Indie/alternative three-piece Fatherson deservedly appeared on many ‘Best of 2016’ lists with their fantastic album Open Book. To keep the momentum going into 2017, the band have been touring mainland Europe in support of the record and this show at The Zephyr lounge is the first show of this headline tour back in the UK.
Local band Trueheights open the show with a performance that’s high on style and presentation, but a little lacklustre in content. The opener shows a lot of promise with its upbeat energy and impressive vocals from frontman Zakk Poland, but as the set progresses the songs start to blend together and follow the same theme. With consistent song structures from one track to the next and vocal melodies that seem recycled across multiple songs, there’s not enough variation in the songwriting just yet to sustain interest over a whole set.

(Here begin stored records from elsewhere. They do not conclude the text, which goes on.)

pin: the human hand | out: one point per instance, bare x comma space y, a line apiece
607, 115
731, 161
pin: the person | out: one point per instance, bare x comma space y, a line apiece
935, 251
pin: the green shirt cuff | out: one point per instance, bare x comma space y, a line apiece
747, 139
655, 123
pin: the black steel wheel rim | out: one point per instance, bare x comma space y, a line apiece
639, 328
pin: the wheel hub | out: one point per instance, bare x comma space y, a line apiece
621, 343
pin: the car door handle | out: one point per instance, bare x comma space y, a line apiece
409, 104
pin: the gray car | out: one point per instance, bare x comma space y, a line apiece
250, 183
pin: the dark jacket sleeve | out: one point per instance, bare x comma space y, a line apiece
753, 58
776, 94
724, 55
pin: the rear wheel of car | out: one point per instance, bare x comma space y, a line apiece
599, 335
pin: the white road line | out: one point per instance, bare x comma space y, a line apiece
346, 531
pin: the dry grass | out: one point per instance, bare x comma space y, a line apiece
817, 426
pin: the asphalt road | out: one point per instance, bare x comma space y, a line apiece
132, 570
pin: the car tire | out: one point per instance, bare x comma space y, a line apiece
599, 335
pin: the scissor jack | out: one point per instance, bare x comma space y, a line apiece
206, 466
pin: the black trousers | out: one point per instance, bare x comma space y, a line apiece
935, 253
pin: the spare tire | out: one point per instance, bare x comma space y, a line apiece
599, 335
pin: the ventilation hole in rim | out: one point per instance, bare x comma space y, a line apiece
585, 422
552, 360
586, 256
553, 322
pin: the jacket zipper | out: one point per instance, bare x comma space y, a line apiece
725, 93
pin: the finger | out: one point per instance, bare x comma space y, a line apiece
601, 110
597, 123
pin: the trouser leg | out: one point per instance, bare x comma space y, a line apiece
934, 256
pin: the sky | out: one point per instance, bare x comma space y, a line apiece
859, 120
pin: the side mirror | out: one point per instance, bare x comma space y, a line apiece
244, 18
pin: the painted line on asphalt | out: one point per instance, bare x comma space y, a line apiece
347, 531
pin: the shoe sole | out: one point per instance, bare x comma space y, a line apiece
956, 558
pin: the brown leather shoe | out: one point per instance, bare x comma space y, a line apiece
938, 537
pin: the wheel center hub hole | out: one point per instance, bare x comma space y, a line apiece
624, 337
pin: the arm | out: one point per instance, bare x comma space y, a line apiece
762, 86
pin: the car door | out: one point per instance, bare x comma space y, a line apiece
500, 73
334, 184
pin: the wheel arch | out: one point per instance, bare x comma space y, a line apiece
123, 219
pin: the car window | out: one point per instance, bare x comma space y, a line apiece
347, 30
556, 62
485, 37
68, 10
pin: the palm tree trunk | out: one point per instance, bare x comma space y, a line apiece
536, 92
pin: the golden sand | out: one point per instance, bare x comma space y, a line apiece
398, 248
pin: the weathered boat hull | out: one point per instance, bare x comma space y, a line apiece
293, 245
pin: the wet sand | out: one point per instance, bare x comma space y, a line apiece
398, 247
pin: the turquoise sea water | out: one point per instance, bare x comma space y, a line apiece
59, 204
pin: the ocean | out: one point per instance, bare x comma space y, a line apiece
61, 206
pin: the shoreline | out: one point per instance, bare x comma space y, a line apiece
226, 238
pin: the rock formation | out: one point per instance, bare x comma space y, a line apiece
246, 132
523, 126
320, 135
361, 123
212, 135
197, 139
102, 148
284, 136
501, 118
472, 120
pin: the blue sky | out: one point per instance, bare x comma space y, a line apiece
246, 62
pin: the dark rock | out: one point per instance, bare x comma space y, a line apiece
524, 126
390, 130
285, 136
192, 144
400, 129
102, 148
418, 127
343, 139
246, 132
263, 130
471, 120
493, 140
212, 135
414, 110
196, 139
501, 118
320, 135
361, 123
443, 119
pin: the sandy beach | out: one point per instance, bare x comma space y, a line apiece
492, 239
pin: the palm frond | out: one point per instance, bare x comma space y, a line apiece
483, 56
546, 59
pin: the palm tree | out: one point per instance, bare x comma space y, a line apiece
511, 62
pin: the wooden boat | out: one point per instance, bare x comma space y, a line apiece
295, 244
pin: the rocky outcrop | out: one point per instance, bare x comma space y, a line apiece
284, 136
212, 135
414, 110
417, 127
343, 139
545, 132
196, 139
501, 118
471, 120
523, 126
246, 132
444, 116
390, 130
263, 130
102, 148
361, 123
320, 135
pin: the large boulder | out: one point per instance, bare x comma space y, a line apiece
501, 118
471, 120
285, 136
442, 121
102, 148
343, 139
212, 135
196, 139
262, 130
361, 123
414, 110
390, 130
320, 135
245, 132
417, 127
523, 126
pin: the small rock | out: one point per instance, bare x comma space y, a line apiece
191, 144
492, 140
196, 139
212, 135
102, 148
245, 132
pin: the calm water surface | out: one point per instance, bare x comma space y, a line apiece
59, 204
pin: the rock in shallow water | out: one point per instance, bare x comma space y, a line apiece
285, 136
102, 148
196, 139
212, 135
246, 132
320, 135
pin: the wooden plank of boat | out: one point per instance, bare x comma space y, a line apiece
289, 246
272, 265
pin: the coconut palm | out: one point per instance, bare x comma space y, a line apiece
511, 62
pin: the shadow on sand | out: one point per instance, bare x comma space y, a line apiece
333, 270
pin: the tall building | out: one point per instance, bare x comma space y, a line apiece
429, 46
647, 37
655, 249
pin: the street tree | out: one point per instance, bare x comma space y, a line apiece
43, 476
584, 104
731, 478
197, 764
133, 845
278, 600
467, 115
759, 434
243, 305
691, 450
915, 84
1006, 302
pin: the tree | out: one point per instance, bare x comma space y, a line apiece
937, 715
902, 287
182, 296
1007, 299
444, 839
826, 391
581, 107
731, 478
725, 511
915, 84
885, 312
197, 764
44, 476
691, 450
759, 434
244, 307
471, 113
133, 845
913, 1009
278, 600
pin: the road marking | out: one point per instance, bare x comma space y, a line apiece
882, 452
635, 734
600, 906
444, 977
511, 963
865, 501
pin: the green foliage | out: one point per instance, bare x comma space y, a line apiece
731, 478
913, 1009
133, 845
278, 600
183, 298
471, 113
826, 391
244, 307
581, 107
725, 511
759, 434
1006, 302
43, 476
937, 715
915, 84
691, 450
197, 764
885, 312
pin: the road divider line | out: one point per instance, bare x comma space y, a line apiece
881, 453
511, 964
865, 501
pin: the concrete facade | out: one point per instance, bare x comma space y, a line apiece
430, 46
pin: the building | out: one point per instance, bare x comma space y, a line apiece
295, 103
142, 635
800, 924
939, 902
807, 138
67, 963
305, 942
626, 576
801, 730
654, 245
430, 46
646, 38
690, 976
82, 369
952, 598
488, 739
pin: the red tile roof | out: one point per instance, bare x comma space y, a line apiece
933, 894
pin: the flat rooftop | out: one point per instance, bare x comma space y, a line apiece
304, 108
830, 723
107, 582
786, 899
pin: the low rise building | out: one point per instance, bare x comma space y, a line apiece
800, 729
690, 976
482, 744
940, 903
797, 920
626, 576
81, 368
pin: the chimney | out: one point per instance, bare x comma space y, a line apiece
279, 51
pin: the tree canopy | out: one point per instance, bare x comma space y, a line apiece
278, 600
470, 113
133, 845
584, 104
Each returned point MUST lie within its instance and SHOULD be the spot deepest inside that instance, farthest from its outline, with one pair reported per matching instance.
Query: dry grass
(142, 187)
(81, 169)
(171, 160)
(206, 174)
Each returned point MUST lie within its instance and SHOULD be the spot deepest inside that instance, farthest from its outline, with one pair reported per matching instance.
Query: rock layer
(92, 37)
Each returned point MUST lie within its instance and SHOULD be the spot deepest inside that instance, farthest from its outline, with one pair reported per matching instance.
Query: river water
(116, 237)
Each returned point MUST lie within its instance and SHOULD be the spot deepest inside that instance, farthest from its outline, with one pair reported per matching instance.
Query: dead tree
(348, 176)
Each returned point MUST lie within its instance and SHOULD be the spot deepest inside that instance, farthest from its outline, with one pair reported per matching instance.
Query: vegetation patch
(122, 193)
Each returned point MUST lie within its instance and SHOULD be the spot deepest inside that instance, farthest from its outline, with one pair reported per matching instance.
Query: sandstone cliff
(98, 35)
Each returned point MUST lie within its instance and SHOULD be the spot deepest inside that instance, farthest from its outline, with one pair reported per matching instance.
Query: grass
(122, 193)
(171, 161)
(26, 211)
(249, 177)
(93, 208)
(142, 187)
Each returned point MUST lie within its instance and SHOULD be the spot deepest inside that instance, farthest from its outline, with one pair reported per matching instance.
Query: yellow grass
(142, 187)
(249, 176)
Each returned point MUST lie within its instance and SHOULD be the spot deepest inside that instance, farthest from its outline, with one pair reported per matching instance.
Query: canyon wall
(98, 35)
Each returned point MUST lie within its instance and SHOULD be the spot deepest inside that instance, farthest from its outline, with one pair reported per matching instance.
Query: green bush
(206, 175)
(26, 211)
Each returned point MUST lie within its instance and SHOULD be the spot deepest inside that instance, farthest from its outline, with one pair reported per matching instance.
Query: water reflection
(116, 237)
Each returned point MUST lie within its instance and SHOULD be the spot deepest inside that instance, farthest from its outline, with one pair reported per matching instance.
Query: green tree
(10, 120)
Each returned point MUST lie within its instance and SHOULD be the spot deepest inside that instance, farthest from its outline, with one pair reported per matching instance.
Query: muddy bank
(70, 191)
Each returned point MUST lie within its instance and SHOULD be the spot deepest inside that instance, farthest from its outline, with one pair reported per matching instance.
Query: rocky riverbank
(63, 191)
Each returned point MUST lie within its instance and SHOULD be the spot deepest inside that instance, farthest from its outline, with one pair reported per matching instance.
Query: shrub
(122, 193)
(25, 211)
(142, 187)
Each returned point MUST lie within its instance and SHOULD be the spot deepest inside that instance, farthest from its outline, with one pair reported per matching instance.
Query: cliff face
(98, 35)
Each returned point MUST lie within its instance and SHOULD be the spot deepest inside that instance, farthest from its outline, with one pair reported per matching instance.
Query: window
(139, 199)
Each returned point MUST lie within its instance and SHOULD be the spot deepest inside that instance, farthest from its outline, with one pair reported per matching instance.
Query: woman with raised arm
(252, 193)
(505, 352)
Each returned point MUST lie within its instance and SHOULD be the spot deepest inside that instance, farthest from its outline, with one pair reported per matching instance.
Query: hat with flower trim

The band have obviously put a lot of thought into their image – a large branded backdrop adorns the back of the stage and each member of the band looks like they’ve just walked off a magazine shoot. As part of this polished presentation, a backing track with synth effects plays in the background and though this is a nice idea, the effects drown out the organic guitars on stage leaving just drums, vocals and the backing track as the prominent sounds. There’s plenty of potential here though and if Trueheights can shift their focus from perfecting their image to perfecting their songwriting craft, they’ll be in a much better position to carve out a long career.
In stark contrast to the opening band, Fatherson take to the stage with no backdrop bearing their name and no backing track to perform to, relying solely on the raw talent running throughout the band. Playing a mixture of songs from Open Book and their debut We Are An Island, Fatherson don’t play a note out of place, particularly front man Ross Leighton, whose vocals are sublime for the entirety of the set. Leighton’s vocals on record are emotive and carry a lot of character and every inflection and high note on the record is matched perfectly on stage. There’s nothing from the studio album that this band can’t reproduce live and the attention they’ve committed to the craft of songwriting is paying huge dividends.
‘The Forest’ and ‘Sleeping Over’, two of the more mellow songs on Open Book, are much more vibrant live and this change in perspective offers a chance to enjoy certain tracks in a new way. This effect is one of the unique joys that live music can provide and makes not only this one event a special moment, but it revives the album all over again, making the record a whole new experience as well.
Fatherson reinforced their reputation for creating emotionally uplifting, alternative songs with Open Book and with such incredible live performances to go alongside it, they’ve proven themselves to be a major force in the genre. Humble, down-to-earth, gimmick free and immensely talented, Fatherson are the complete package.